Skin care cosmetics can counter this aging effect, either by neutralizing the metabolic pathways that have been activated by soot particles or by stimulating the body’s own detoxification processes so that the environmental stress is reduced. Free radicals are highly reactive oxygen molecules. If they are present in large numbers, they cause damage to cells and tissue that the body cannot readily repair on its own. Natural scavengers of free radicals in the skin, such as thioredoxin, dock onto these oxygen molecules, making them less reactive and thus harmless. TEGO Turmerone is a natural substance that is extracted from turmeric. As a cosmetic ingredient, it activates the thioredoxin signal cascade and thus promotes the formation of the skin’s own scavengers of free radicals.

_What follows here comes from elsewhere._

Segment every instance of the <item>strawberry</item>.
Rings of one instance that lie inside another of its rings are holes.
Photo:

SKIN MODELS FOR ACTIVE INGREDIENT RESEARCH

For quite a while now, dermatological research has focused increasingly on the natural colonies of microorganisms in the skin. “Today we know that a balanced composition of the skin’s microbiome has a decisive influence on health and well-being,” says Krutmann. Whereas healthy skin has a great variety of microorganisms, in pathological skin conditions the diversity of the microbiome often decreases. In order to reinforce the natural balance of the skin flora, the researchers at Evonik have developed a special microbiotic product called Skinolance. This cell-free extract of Lactobacillus brevis lactic acid bacteria stimulates the growth of other desirable bacteria called Staphylococcus epidermidis. This has a positive effect on the skin’s barrier function, inhibits inflammation, and thus prevents the skin from becoming rough and drying out. These effects on the skin flora and the skin’s appearance have been demonstrated by a clinical study.

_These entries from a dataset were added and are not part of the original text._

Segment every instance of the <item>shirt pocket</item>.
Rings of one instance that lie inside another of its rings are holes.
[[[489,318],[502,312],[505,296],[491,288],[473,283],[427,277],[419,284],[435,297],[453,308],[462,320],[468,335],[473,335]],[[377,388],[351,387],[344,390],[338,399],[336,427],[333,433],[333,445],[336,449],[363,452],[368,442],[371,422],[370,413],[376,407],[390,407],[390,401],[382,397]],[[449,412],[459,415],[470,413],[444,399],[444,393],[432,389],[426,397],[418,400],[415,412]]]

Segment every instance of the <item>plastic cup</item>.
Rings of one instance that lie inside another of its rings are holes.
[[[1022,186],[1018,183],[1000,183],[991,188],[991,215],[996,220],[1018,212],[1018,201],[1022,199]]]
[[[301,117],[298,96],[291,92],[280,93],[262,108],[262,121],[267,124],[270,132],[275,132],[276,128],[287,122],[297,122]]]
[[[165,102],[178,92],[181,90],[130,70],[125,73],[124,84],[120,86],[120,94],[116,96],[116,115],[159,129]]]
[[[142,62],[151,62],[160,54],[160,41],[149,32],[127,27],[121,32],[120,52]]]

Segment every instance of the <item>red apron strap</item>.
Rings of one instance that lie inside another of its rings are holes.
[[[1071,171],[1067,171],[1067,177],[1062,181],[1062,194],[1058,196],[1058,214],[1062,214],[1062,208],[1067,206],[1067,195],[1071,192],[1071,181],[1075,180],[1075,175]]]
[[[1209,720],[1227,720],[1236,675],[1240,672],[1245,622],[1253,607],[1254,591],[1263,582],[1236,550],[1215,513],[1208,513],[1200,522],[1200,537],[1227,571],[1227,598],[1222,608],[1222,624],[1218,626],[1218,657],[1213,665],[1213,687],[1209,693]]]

Skinolance is thus the most recent example of Evonik researchers’ intention to provide scientific proof of the effectiveness of the company’s own cosmetic ingredients. “This is why we are also participating in the new Tissue Engineering Project House in Singapore,” says Lersch. In the Project Houses of the strategic innovation unit Creavis, researcherswork on innovation projects that are relevant to the company as a whole. The projects in Singapore will include the development of new skin models that will be used, for example, to screen new ingredients for cosmetics in order to assess the possible effects of potential active ingredients. “The influence of ethnic factors on the biological mechanisms of skin changes is another extremely interesting area that we also want to investigate in Singapore,” says Lersch. So far there have beena number of interesting approaches, but on the whole we still understand far too little about possible differences. So this is exactly the right time for Evonik to tackle this theme together with partners doing scientific research.